Diagnosis yang akurat sangat menentukan keberhasilan pemulihan tanaman salak yang terserang busuk akar di lahan pekarangan maupun perkebunan rakyat. Gejala awal sering kali mengecoh karena mirip dengan kekurangan unsur hara nitrogen, padahal akar tanaman sudah mulai mengalami nekrosis dan berbau tidak sedap. Pemeriksaan visual pada pangkal batang dan zona perakaran utama harus segera dilakukan begitu terlihat tanda-tanda stres pada tajuk tanaman salak kesayangan Anda.

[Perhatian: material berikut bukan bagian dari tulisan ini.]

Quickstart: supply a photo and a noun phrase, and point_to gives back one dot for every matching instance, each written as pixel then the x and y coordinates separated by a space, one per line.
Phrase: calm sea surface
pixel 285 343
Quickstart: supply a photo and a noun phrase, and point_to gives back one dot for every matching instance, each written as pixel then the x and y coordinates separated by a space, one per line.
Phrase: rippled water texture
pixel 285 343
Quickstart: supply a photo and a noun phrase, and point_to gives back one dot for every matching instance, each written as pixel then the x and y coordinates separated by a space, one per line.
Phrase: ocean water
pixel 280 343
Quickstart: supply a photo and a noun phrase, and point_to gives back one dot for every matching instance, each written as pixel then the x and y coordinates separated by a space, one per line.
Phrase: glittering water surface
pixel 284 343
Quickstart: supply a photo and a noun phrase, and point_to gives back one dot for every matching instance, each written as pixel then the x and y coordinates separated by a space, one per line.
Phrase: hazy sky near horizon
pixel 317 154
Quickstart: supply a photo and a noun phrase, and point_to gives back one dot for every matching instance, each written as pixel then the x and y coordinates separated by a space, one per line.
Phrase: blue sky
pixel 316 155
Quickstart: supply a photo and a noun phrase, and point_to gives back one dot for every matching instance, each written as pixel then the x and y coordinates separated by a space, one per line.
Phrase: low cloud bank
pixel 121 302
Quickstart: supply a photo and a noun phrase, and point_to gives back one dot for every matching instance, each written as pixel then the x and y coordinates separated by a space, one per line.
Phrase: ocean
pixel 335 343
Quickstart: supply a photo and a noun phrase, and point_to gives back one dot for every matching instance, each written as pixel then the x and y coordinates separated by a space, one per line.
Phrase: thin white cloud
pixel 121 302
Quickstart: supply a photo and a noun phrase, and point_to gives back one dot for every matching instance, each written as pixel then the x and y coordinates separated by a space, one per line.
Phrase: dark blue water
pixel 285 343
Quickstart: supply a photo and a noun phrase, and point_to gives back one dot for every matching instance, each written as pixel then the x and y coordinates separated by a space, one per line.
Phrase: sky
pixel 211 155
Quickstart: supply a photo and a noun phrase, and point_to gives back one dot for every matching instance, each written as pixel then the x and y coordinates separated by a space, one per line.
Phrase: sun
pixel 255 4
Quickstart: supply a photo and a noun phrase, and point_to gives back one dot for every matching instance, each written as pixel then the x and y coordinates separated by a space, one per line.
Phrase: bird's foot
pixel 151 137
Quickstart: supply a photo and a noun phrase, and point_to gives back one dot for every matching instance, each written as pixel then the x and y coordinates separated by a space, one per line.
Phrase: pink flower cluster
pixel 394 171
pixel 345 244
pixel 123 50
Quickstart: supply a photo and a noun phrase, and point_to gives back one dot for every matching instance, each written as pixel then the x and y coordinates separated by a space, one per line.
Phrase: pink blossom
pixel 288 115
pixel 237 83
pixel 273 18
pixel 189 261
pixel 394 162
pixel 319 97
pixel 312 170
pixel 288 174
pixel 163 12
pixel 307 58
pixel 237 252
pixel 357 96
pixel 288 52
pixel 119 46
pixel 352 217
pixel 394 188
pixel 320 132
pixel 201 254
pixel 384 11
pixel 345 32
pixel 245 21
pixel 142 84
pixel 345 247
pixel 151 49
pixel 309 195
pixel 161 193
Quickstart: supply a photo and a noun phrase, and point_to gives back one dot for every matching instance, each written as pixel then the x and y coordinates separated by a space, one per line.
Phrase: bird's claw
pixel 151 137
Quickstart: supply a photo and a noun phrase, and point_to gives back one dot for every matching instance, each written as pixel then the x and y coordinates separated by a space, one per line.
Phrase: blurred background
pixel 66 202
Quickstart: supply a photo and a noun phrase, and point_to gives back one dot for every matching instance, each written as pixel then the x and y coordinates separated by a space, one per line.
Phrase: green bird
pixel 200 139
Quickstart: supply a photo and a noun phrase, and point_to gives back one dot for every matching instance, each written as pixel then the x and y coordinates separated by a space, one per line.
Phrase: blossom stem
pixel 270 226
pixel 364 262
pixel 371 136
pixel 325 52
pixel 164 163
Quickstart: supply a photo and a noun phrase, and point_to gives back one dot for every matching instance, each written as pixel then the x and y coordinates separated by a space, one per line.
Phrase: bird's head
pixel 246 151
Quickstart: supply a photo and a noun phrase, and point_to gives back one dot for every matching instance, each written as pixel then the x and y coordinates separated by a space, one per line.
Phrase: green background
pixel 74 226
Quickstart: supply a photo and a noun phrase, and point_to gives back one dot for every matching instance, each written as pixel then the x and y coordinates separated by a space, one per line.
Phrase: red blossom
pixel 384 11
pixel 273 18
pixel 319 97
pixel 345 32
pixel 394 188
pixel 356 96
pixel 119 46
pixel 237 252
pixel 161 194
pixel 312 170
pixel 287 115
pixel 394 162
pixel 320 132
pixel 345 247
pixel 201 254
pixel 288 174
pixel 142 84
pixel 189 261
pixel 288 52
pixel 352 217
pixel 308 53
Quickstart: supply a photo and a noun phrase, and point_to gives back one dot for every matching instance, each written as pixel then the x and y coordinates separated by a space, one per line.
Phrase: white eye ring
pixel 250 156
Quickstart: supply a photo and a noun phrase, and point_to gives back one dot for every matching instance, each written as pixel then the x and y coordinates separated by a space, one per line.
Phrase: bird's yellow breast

Penanganan busuk akar memerlukan pendekatan terpadu yang mencakup perbaikan fisik tanah dan aplikasi agen pengendali hayati secara berkala. Pembuatan saluran drainase keliling dengan kedalaman 30 sentimeter terbukti efektif mencegah genangan air di sekitar rumpun salak selama musim hujan. Selain itu, pemberian bahan organik matang yang dicampur dengan mikroorganisme pengurai dapat meningkatkan ketahanan sistem perakaran terhadap serangan jamur patogen.
Pencegahan jangka panjang jauh lebih ekonomis dibandingkan mengobati tanaman salak yang telanjur parah terserang busuk akar. Petani dianjurkan untuk melakukan pemangkasan pelepah secara rutin setiap dua bulan sekali guna mengurangi penguapan berlebih dan melancarkan sirkulasi udara di bawah kanopi. Konsultasi intensif dengan petugas penyuluh pertanian lapangan di BPP setempat juga akan membantu Anda mendapatkan rekomendasi penanganan spesifik sesuai kondisi tanah setempat.